Fachin insistiu. Em fevereiro, tornou o código de ética prioridade de sua gestão e designou Cármen Lúcia relatora. Em junho, Gilmar falou em “entusiasmo juvenil” em torno do “código do Fachin”. A proposta perdeu prioridade.
Essa história muda a perspectiva. Investigações e reportagens sobre o Master passaram a mencionar relações diretas ou indiretas de Daniel Vorcaro com cinco ministros, Moraes, Toffoli, Mendonça, Fux e Nunes Marques, em situações muito diferentes, que não autorizam conclusão comum sobre responsabilidade. Mas justamente essa diversidade torna o problema institucional: relações privadas, familiares e profissionais antes tratadas como periféricas tornaram-se matéria de credibilidade pública do tribunal e tema de campanha política.
É possível fazer uma leitura estritamente eleitoral da crise. Gilmar acusou Mendonça de agir com viés político-eleitoral; Moraes também atribuiu motivações políticas à atuação do colega. O calendário eleitoral torna inevitável perguntar pelos efeitos políticos de cada decisão. Mas a análise não pode parar na eventual intenção de quem tornou as informações públicas. Uma operação politicamente orientada só produz esse efeito quando encontra vulnerabilidades previamente existentes.
Esse é o ponto central.
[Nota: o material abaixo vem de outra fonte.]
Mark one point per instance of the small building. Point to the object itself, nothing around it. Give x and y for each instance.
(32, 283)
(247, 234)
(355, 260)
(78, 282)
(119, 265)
O Supremo não enfrenta apenas uma disputa entre ministros, mas problemas de governança bem conhecidos: conflitos de interesse, participação em eventos, relações profissionais de familiares, transparência e formas de autolimitação. Fachin tentou colocar parte dessa agenda em discussão antes da explosão atual e encontrou resistência.
Em janeiro, ele formulou o risco com clareza: “Ou nós encontramos um modo de nos autolimitarmos, ou poderá haver eventualmente uma limitação que venha de algum poder externo”. A próxima legislatura poderá encontrar um Supremo vulnerável a reformas externas. Isso não torna automaticamente corretas as decisões de Fachin nem elimina as dúvidas jurídicas sobre sua condução.
Mas torna inadequado descrevê-lo como um presidente fraco diante de uma sessão caótica. O que vimos pode ter sido a tentativa possível e tardia, em boa medida pela resistência dos próprios pares, de transformar uma guerra entre gabinetes num conflito institucional que o tribunal seja obrigado a enfrentar coletivamente. Se o Supremo tivesse levado antes a sério a agenda de autolimitação, transparência e conflitos de interesse, parte do flanco hoje explorado politicamente talvez estivesse fechada.
O “fator Fachin”, nesse sentido, não é falta de pulso. É a tentativa de obrigar o tribunal a reconhecer que a disputa existe, não será resolvida por iniciativas individuais, nem pode ser empurrada para debaixo do tapete.